Parulian Sihotang, head of the accounting division at BPMigas, said the new regulation was intended to clarify what expenses incurred by oil and gas contractors will be reimbursed by the government via the cost-recovery scheme. “For the existing contracts, there will be three years of transition, while for new contracts the regulation will be effective immediately,” he said.

Suyitno Padmosukismo, executive director of the Indonesia Petroleum Association, said contractors were against the government’s plan to include existing contracts in the new regulation.

“Although the regulation will provide three years of transition we oppose it,” he said. “According to Oil and Gas Law No 22/2001, the government should respect existing contracts.”
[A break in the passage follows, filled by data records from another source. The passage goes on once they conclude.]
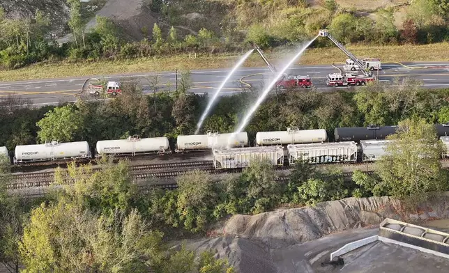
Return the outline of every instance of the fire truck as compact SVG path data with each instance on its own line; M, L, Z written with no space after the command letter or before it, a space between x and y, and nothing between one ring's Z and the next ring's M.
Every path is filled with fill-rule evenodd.
M270 63L266 57L265 57L265 55L264 55L261 49L259 48L258 46L256 45L255 48L257 52L259 52L259 54L261 56L261 57L262 57L262 59L264 60L265 63L266 63L266 65L268 67L270 71L271 71L273 74L275 75L277 72L276 68L275 68L275 67L273 66L271 63ZM309 77L308 75L294 76L285 74L284 77L276 83L276 88L278 88L280 89L291 88L310 88L312 86L313 83L312 82L312 79L310 79L310 77Z
M377 60L376 61L378 62L378 64L374 65L375 65L375 63L374 61L374 59L373 59L373 61L368 61L368 63L367 63L366 61L364 62L363 61L358 59L356 56L354 56L354 54L353 54L352 53L351 53L351 52L347 49L346 47L344 47L344 46L342 45L342 43L338 42L337 39L335 39L333 36L331 36L329 33L329 31L328 31L328 30L321 29L318 33L318 35L320 36L328 38L329 40L332 41L332 42L335 44L335 45L338 48L340 48L340 50L342 50L343 53L346 54L346 56L347 56L349 58L349 67L350 70L352 70L353 68L353 71L355 71L356 69L359 69L362 71L362 72L365 75L365 76L366 76L367 77L370 77L372 76L371 71L374 70L375 66L377 66L379 68L378 69L380 69L381 68L380 60L376 59ZM365 60L368 60L368 59L365 59ZM347 60L347 65L348 64L347 63L348 61ZM373 64L372 66L367 65L367 64L371 64L371 63ZM347 66L347 65L345 65L345 67ZM372 67L373 69L371 69Z
M310 77L307 76L287 76L277 83L276 87L280 89L291 88L310 88L312 87L312 80Z
M89 93L95 95L99 95L103 92L103 86L100 84L90 84L88 88ZM107 95L116 96L121 93L120 84L116 81L108 81L106 88Z
M360 86L373 81L373 77L358 76L351 73L329 74L326 78L326 84L331 86Z
M364 65L363 68L368 68L371 71L382 69L381 60L379 58L364 58L362 60L362 63ZM345 70L356 71L362 70L350 58L346 60L344 68Z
Due to the long time frames for investment in the oil and gas sector, often 30 years, any changes to contracts would affect contractors’ plans, Suyitno explained.

Parulian did not specify what expenses would be reimbursed by the government under the new regulation, which is awaiting approval from President Susilo Bambang Yudhoyono.

The new regulation comes after criticism that the government was spending too much on cost recovery and that oil and gas companies have been abusing the mechanism by including expenses such as entertainment.

There have also been suggestions that the regulation will cap the amount of costs that can be recovered.

Suyitno claimed the Indonesian Petroleum Association had obtained a draft of the regulation and that it did state that its intention was to cap recovery costs. “Despite our protests, the government is sticking with a cost-recovery capping plan,” he said. “We have warned them that the capping would result in a decline in production.”

However, Parulian said the regulation would not impose a limit on cost recovery. “We could not cap the cost recovery, because it will affect oil and gas output,” he said.

According to BPMigas, from 2006 to 2008, recovery costs per barrel of oil were $11.95 in Indonesia. This was lower than in other areas such as the United States ($41.03 per barrel), Africa ($41.83) and the Middle East ($20.97).

This year, it’s estimated $12.05 billion will be recovered in costs from the government. Last year, Chevron recovered the most from the government ($2.9 billion), followed by Total ($1.6 billion) and state-owned PT Pertamina ($1.5 billion).